The mean one: Yeah, that's what I thought too.

Andy: Hmm... two versus two. Let's ask the smart one.

The smart one: Ask me what?

Andy: What does savory mean?

The smart one: Uh... tasty and not sweet?

Andy: See! We said tasty, they said salty.

The smart one: Savory can be salty but it can also be other things.

The artsy one: Well we said "not sweet."

The smart one: Yeah, I don't think that's a good way at looking at it.

[Insert evil, satisfied laughter here]

/ˈseɪvəri/ [sey-vuh-ree]

1. pleasant or agreeable in taste or smell: a savory aroma.
2. piquant: a savory jelly.
3. pleasing, attractive, or agreeable.

4. British. an aromatic, often spicy course or dish served either as an appetizer or as a dessert, as pickled fish or brandied fruit.


Jerry said...

so if there is "the mean one", "the smart one" and "the weird one", then what are you?

Since you are part of their group it is only fitting that you get a name too...maybe "the savory one"...?

a_ndy said...

LOL! "The savory one"... that's pretty good. But probably, to be accurate I'd have to be "the stupid one" or "the slothful one." Besides, I already have a real nickname, like you, and it's Andy... not "the [insert adjective here] one."

eleasa said...

okay, this comment is rather late in coming, but i clicked across it from a more recent entry of yours.
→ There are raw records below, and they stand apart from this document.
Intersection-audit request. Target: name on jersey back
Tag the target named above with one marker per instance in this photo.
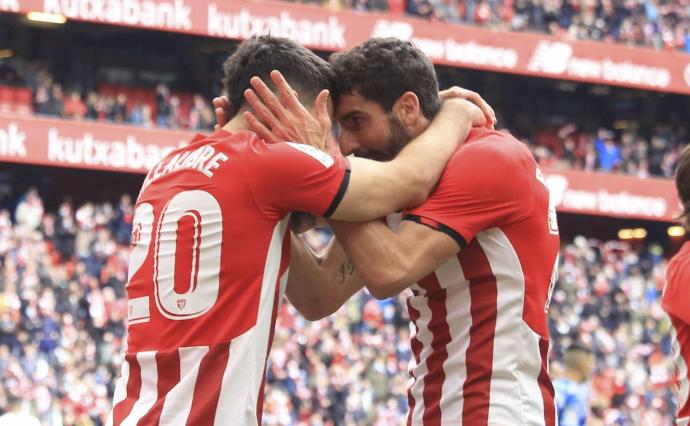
(205, 160)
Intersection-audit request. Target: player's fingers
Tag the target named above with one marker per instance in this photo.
(220, 117)
(322, 110)
(258, 127)
(476, 99)
(287, 94)
(269, 98)
(266, 115)
(453, 92)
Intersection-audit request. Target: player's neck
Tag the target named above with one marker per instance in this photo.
(236, 124)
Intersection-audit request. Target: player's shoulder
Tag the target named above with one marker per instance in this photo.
(289, 154)
(678, 270)
(489, 153)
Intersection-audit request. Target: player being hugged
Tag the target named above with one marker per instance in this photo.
(211, 246)
(480, 254)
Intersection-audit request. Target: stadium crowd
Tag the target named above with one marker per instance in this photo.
(62, 307)
(662, 24)
(629, 151)
(147, 108)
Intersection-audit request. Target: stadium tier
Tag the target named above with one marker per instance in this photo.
(93, 94)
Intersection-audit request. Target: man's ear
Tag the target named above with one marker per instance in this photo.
(406, 107)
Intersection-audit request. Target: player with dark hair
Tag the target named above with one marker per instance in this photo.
(480, 254)
(676, 297)
(210, 246)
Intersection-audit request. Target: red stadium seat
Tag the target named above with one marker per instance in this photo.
(6, 99)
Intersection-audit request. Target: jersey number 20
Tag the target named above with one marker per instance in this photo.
(190, 230)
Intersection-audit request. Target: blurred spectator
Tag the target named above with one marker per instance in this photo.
(163, 107)
(608, 152)
(662, 24)
(75, 107)
(201, 115)
(62, 311)
(573, 387)
(55, 105)
(119, 109)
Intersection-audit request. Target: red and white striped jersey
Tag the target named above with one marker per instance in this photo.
(676, 302)
(207, 271)
(480, 338)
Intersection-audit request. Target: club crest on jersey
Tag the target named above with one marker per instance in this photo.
(318, 155)
(136, 234)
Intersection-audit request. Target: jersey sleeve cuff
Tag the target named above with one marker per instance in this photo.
(438, 226)
(340, 194)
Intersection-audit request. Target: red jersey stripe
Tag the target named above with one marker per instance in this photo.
(416, 352)
(122, 410)
(483, 310)
(274, 316)
(169, 362)
(438, 326)
(208, 384)
(545, 385)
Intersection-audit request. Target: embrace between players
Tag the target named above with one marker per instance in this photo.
(214, 254)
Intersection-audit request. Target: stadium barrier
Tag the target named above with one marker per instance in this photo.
(454, 45)
(121, 148)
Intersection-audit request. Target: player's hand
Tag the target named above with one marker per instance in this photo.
(286, 119)
(221, 107)
(473, 97)
(467, 109)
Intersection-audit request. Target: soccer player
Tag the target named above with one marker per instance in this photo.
(676, 297)
(480, 254)
(210, 247)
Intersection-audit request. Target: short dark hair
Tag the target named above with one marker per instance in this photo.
(382, 69)
(683, 185)
(258, 56)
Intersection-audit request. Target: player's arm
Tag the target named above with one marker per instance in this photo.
(389, 262)
(319, 287)
(372, 189)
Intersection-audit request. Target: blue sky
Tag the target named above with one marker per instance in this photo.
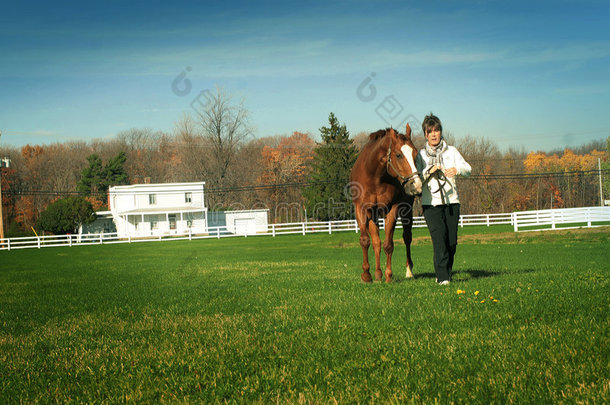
(523, 74)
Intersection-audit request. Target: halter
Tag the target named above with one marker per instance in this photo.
(403, 180)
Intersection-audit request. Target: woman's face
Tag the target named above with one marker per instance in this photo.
(434, 137)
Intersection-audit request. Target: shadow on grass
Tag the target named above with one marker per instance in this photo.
(460, 275)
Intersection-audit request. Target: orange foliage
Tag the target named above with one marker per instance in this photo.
(288, 161)
(25, 211)
(569, 162)
(97, 204)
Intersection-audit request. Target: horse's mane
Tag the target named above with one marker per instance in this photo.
(373, 137)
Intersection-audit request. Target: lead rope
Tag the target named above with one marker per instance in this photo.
(438, 175)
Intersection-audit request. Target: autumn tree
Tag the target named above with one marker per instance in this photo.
(96, 178)
(325, 197)
(288, 162)
(66, 215)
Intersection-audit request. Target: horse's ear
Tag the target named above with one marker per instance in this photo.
(408, 131)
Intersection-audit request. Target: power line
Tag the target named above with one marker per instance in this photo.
(279, 186)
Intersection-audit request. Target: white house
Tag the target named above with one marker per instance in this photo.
(144, 210)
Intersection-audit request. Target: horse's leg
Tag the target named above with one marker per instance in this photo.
(374, 231)
(407, 236)
(388, 244)
(365, 241)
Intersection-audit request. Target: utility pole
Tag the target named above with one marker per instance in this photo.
(1, 208)
(601, 193)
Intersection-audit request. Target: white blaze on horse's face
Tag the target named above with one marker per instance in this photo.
(412, 187)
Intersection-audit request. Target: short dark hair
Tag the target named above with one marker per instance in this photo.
(431, 122)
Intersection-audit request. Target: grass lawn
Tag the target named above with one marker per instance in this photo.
(287, 319)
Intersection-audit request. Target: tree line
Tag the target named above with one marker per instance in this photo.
(293, 176)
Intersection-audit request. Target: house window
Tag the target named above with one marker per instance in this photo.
(172, 221)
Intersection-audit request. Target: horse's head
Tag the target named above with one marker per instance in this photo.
(400, 161)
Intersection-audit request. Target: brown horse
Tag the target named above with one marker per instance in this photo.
(384, 183)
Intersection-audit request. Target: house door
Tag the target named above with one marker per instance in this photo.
(172, 221)
(245, 226)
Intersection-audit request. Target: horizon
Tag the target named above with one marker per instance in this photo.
(522, 75)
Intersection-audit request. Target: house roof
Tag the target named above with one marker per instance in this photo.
(157, 188)
(164, 210)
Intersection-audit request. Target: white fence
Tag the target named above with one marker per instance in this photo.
(517, 219)
(558, 217)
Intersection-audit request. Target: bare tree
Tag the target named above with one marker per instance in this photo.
(225, 126)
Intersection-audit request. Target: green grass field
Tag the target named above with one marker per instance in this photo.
(287, 319)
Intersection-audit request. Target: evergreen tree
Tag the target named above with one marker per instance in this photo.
(66, 215)
(96, 178)
(114, 172)
(92, 177)
(326, 198)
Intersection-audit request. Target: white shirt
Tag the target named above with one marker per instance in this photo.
(431, 192)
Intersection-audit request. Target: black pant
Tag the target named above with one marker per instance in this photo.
(442, 221)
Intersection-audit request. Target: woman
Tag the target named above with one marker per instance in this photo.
(438, 164)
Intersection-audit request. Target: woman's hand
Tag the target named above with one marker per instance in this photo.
(452, 171)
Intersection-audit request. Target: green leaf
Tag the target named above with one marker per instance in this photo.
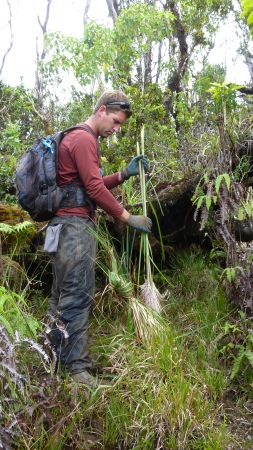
(208, 202)
(218, 183)
(227, 180)
(237, 364)
(249, 355)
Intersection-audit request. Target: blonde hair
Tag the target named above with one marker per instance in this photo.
(113, 96)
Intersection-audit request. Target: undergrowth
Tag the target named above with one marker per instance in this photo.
(171, 391)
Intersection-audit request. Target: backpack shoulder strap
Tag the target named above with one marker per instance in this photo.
(84, 127)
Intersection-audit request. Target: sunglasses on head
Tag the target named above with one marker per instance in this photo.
(123, 105)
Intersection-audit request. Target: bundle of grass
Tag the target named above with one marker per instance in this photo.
(148, 291)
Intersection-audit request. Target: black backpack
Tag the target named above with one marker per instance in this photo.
(37, 180)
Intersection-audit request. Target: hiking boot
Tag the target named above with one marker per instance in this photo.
(85, 378)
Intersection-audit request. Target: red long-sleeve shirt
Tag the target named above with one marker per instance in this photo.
(79, 157)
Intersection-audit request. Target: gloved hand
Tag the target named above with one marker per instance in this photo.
(133, 167)
(141, 223)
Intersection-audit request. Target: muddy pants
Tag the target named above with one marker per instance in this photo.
(72, 290)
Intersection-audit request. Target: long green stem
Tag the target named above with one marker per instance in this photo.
(144, 209)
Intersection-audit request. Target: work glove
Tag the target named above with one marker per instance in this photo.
(141, 223)
(133, 167)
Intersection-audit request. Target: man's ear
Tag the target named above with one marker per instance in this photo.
(102, 109)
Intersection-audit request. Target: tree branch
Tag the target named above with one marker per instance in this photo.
(11, 41)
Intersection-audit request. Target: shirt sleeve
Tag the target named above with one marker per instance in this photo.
(85, 156)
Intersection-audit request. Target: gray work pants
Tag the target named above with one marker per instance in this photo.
(72, 291)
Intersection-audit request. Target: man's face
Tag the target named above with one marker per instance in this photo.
(110, 123)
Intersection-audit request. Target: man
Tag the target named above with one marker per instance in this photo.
(70, 237)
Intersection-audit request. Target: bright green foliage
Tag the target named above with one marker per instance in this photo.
(14, 314)
(110, 53)
(247, 11)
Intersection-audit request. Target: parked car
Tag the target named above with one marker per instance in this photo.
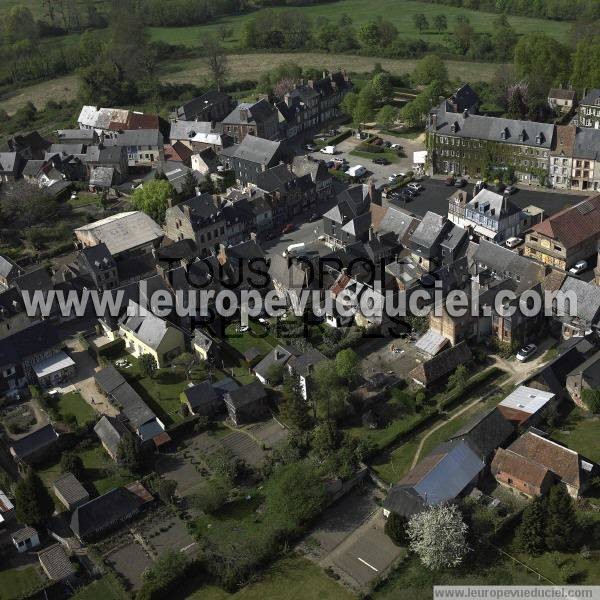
(526, 352)
(578, 267)
(513, 242)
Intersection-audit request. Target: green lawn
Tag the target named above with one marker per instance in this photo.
(106, 588)
(580, 432)
(73, 404)
(19, 583)
(101, 473)
(291, 578)
(399, 12)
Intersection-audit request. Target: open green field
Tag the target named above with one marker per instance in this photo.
(105, 588)
(18, 583)
(399, 12)
(292, 578)
(247, 66)
(580, 432)
(73, 404)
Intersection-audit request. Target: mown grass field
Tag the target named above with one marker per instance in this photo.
(292, 578)
(399, 12)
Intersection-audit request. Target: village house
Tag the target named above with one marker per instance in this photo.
(149, 334)
(532, 463)
(567, 236)
(110, 432)
(126, 234)
(561, 156)
(257, 119)
(588, 112)
(250, 157)
(562, 101)
(211, 106)
(108, 511)
(247, 403)
(491, 216)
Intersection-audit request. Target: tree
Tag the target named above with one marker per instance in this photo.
(560, 519)
(34, 505)
(420, 21)
(295, 495)
(346, 363)
(166, 490)
(430, 68)
(382, 86)
(530, 534)
(395, 529)
(458, 379)
(129, 453)
(440, 22)
(542, 61)
(438, 536)
(293, 409)
(72, 463)
(153, 198)
(591, 399)
(215, 59)
(386, 116)
(147, 365)
(364, 105)
(348, 103)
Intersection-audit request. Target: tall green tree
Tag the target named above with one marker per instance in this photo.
(153, 198)
(34, 505)
(531, 532)
(561, 522)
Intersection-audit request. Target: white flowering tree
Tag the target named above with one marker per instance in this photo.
(438, 536)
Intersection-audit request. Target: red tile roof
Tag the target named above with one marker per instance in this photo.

i've come across this "savoury"/"savory" word in australia! it must be from a british origin. locals were very confounded with the fact that we in canada (or the USA i presume as well) don't have a word for the opposite of sweet! so they have a savory flavour of crackers & savory cakes for afternoon tea (aka afternoon snack) - which is a weird concept to me.

but the dichotomy of sweet & savoury now makes complete sense to me.